A Nation of Children?
As I lay awake last night, unable to sleep, I started thinking about truancy. It's an interesting concept, based on the premise that education - a good and useful thing for both the individual and society at large - is compulsory. That is, your child is going to get it, whether or not you like it - or else. This has been the case in the United States since Massachusetts passed a law declaring it as such in 1852 (as an aside, it's ironic how often the state that kicked off our national independence so often appears to be a spawning ground for state-mandated behavior). School districts have even employed "truancy officers" to investigate continued absences and "round up the scofflaws."
In the name of "protecting the children," of course.
Now, I'm not going to rail against compulsory education or ask you all to start home schooling en masse (not that it's a bad idea at all), I'd just like to point out what the acceptance of it says about us as a culture. For a century and a half, we have ceded at least part of our authority as parents to the state. We have tacitly agreed that the state has the authority to tell us where to put our children, and the legitimate right to make them be there, lest we incur punishment for criminally neglecting them.

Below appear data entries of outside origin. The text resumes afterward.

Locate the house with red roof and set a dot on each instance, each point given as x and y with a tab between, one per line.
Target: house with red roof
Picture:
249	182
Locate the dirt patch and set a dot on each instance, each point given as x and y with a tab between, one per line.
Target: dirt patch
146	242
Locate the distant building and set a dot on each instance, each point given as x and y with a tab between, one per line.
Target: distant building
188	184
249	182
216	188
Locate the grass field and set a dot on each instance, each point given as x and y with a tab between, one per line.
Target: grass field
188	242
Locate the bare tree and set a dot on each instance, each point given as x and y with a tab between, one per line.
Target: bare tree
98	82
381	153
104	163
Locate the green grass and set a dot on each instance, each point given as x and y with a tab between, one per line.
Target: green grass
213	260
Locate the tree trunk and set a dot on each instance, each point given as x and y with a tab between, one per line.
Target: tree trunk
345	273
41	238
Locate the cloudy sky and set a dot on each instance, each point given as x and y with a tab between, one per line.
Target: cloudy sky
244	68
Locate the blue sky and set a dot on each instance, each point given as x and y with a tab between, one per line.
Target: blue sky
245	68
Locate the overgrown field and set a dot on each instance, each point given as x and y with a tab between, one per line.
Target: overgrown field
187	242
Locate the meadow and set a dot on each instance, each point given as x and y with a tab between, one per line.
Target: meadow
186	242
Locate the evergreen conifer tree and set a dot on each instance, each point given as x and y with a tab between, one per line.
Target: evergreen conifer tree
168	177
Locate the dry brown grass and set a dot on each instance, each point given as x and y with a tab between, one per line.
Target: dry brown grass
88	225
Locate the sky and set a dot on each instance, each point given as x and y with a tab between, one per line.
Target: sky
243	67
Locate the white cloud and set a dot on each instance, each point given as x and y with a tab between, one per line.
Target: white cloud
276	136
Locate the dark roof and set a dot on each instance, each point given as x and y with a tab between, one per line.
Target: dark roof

That just seemed a bit creepy to me in that light. Then I made it worse by thinking about the definition of "children." My own come to mind when I hear that word - six and nine years old, still full on wonder and magic. But in reality, the term has been muddied and confused. You can marry and enlist at seventeen. But you must be eighteen to buy a rifle or shotgun, or vote for those who will set our national policies. And you certainly aren't mature enough to buy alcohol or a handgun until you're twenty-one! Yet, according to Obamacare, you are still a "child" on your parents' insurance until you are twenty-six.
So... what's to stop "the powers that be" from redefining terms further? What's to prevent them from declaring something else that is good and useful in their eyes to be mandatory for "children?" And why should we argue if they do, since we have been so accepting of compulsory education?
The whole thing puts me in mind of the classic - if slightly off-color - joke from a 1937 O. O. McIntyre's article:
“They are telling this of Lord Beaverbrook and a visiting Yankee actress. In a game of hypothetical questions, Beaverbrook asked the lady: ‘Would you live with a stranger if he paid you one million pounds?’ She said she would. ‘And if he paid you five pounds?’ The irate lady fumed: ‘Five pounds. What do you think I am?’ Beaverbrook replied: ‘We’ve already established that. Now we are trying to determine the degree.”
We established what kind of society we were over a century and a half ago. I just wonder to what degree - or if there are some things we wouldn't do for any price.